On Sat, 22 May 2021 at 04:55, Kingsley Idehen <kidehen@openlinksw.com>
wrote:

> On 5/21/21 2:29 PM, Martynas Jusevičius wrote:
> >>> I have a suggestion for a simple decentralized use case:
> >>>
> >>>     There are 2 agents running instances of the same application,
> >>> where the instances are peers since the application includes both a
> >>> server (with an RDF storage backend) and a client and can communicate
> >>> both ways.
> >>>     One of the agents accesses (dereferences) an RDF document on the
> >>> peer application, and stores that data in its own application.
> >>>
> >>> And that's it, to begin with. The intention is that now the agent can
> >>> cross-reference the new data with the rest of the data in its
> >>> application, e.g. using SPARQL if the storage supports it.

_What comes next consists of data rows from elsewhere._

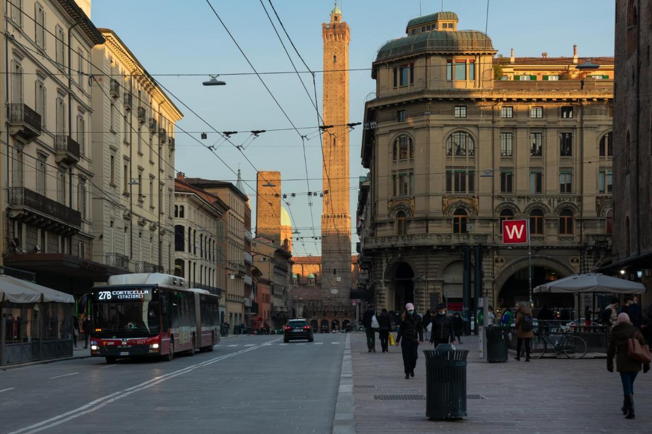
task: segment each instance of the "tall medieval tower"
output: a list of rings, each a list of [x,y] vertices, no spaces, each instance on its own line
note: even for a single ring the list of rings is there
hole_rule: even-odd
[[[323,210],[321,214],[321,287],[348,295],[351,289],[351,216],[349,214],[349,26],[337,7],[321,25],[324,42]],[[332,72],[331,72],[332,71]],[[334,291],[333,291],[334,292]]]

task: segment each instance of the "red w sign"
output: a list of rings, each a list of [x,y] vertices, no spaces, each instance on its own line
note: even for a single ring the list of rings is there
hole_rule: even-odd
[[[527,220],[503,222],[503,244],[526,244],[527,236]]]

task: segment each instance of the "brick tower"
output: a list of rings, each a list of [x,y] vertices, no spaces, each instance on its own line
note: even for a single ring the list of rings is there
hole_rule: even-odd
[[[348,296],[351,289],[351,216],[349,214],[349,26],[337,7],[321,25],[324,42],[323,136],[323,210],[321,214],[321,287]],[[331,72],[329,71],[334,71]]]

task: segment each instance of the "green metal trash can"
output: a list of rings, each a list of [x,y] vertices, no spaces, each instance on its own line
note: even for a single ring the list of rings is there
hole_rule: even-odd
[[[485,328],[487,341],[487,362],[496,363],[507,361],[507,344],[509,328],[494,326]]]
[[[468,350],[440,343],[423,350],[426,356],[426,416],[434,420],[466,416],[466,357]]]

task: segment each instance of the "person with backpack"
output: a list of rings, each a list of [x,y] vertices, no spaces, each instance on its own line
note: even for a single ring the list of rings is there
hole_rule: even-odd
[[[626,418],[634,419],[636,417],[634,411],[634,381],[642,368],[645,373],[649,371],[650,366],[649,362],[642,363],[630,356],[630,340],[636,340],[642,347],[645,345],[641,332],[629,321],[629,315],[623,312],[618,315],[616,325],[612,329],[611,336],[609,337],[607,370],[614,372],[614,357],[615,356],[616,371],[620,373],[624,396],[623,407],[620,409],[626,415]]]
[[[529,362],[530,340],[534,336],[532,311],[526,302],[521,302],[518,306],[519,309],[516,319],[516,356],[514,360],[521,360],[521,349],[523,347],[523,341],[525,341],[526,362]]]

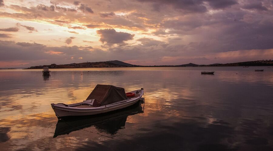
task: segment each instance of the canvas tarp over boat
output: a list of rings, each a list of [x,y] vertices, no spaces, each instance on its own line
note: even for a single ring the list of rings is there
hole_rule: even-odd
[[[86,100],[96,99],[103,106],[127,99],[124,88],[111,85],[97,85]]]

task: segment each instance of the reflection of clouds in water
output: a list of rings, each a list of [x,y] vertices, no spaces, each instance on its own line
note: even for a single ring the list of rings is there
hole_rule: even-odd
[[[9,139],[8,133],[10,130],[9,127],[0,127],[0,143],[6,142]]]
[[[10,139],[0,147],[145,149],[96,134],[102,132],[159,150],[269,150],[272,73],[221,68],[212,68],[213,76],[201,75],[208,67],[54,69],[45,82],[40,70],[0,72],[0,124],[11,127]],[[120,126],[109,129],[112,135],[105,133],[111,124],[102,123],[83,128],[94,133],[80,130],[53,138],[57,120],[50,104],[82,101],[97,84],[126,92],[143,87],[144,113],[120,120]]]

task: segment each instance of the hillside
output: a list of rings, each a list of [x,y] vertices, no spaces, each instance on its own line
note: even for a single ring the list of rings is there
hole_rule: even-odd
[[[179,65],[177,66],[200,66],[200,65],[197,65],[191,63],[188,63],[187,64],[185,64],[184,65]]]
[[[130,63],[125,63],[124,62],[123,62],[122,61],[120,61],[117,60],[113,61],[106,61],[106,62],[113,63],[114,63],[114,64],[120,65],[120,66],[136,66],[135,65],[133,65],[132,64],[130,64]]]
[[[117,64],[113,63],[116,63]],[[77,68],[109,68],[117,67],[128,67],[140,66],[139,66],[132,65],[118,60],[103,61],[100,62],[86,62],[73,63],[63,65],[44,65],[30,67],[25,69],[42,69],[44,66],[47,66],[50,69]]]
[[[271,60],[247,61],[224,64],[211,64],[206,66],[273,66],[273,61]]]

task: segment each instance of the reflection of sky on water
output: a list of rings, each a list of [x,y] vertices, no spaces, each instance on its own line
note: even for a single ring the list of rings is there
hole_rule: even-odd
[[[101,134],[159,150],[270,150],[272,68],[239,67],[54,69],[48,77],[40,70],[0,71],[0,147],[149,150]],[[104,131],[106,123],[53,138],[50,103],[82,101],[97,84],[144,87],[144,113],[128,116],[112,133]]]

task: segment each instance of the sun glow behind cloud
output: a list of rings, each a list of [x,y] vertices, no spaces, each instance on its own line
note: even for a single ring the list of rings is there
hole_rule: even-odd
[[[0,21],[5,23],[0,24],[0,55],[5,56],[0,59],[15,66],[69,63],[73,58],[142,65],[273,59],[269,40],[273,27],[267,19],[273,15],[272,4],[231,1],[187,5],[183,0],[93,0],[77,5],[62,0],[4,1],[0,7]],[[98,34],[107,29],[115,32]],[[37,56],[29,53],[37,49],[41,53],[33,51]],[[15,50],[20,57],[6,53]],[[260,55],[261,51],[267,55]],[[42,54],[50,56],[38,57]]]

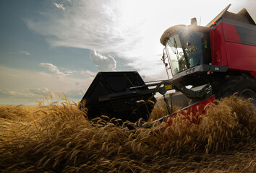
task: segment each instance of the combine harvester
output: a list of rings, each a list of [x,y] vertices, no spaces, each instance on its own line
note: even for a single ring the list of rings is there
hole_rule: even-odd
[[[162,61],[169,79],[145,83],[136,71],[99,72],[80,108],[88,109],[90,120],[104,115],[122,121],[147,120],[159,92],[169,115],[158,121],[171,124],[166,117],[175,115],[174,105],[183,107],[179,112],[192,115],[190,120],[197,123],[207,104],[236,92],[251,98],[256,107],[256,25],[245,9],[234,14],[227,11],[230,6],[205,27],[193,18],[191,25],[163,32]],[[176,92],[167,94],[171,89]]]

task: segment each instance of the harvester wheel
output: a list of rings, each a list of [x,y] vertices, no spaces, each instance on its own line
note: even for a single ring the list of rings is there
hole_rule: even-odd
[[[237,76],[229,81],[221,89],[220,97],[226,97],[237,93],[237,96],[244,99],[251,98],[252,103],[256,108],[256,80],[246,76]]]

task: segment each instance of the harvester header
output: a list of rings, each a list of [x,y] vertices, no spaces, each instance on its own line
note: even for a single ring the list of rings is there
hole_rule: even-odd
[[[204,110],[215,98],[234,93],[250,99],[256,107],[256,25],[245,9],[235,14],[227,11],[230,6],[205,27],[192,18],[191,25],[163,32],[160,42],[168,79],[145,82],[137,71],[100,72],[80,108],[88,110],[89,119],[103,115],[121,121],[147,120],[156,92],[163,96],[168,116],[173,105],[192,112],[195,107]]]

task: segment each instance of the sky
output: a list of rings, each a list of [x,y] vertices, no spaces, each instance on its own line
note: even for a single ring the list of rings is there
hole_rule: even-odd
[[[77,102],[99,71],[167,79],[163,32],[193,17],[205,26],[229,4],[256,20],[255,0],[1,0],[0,105],[48,92]]]

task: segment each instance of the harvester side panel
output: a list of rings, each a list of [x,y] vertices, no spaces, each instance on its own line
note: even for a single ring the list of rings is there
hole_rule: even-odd
[[[249,28],[221,22],[210,33],[213,65],[229,70],[256,71],[256,27]]]
[[[210,32],[210,40],[213,65],[228,66],[223,23]]]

> >>> Authentication, authorization are of course also in this picture, but
> >>> they are orthogonal, so for the sake of simplicity we can skip them
> >>> for now.
> >>>
> >>> Is that too simplistic? Then please show me an RDF-based app that can
> >>> do this out-of-the-box.
> >>
> >> Nice and simple use-case.
> > I'm glad we're in agreement here, that doesn't happen so often ;)
> >
> >> Here's a suggestion re most basic RWW use-case:
> >>
> >> A simple Application deployed in Single Page Application mode (ie.,
> >> HTML, CSS, and JS) that can achieve the following:
> >>
> >> 1. Authenticate using a variety of protocols
> >>
> >> 2. Insert, Update, or Delete Data using a simple data entry form or via
> >> SPARQL; authentication is multi-protocol thereby offering choices;
> >> storage options included a File System or DBMS; and all this subject to
> >> ACLs in place.
> >>
> >>
> >> Example:
> >>
> >> [1] https://github.com/OpenLinkSoftware/single-page-apps
> > I checked the demo here:
> > https://openlinksoftware.github.io/single-page-apps/data-entry-form.html
> >
> > Technically this example might match the description in my use case.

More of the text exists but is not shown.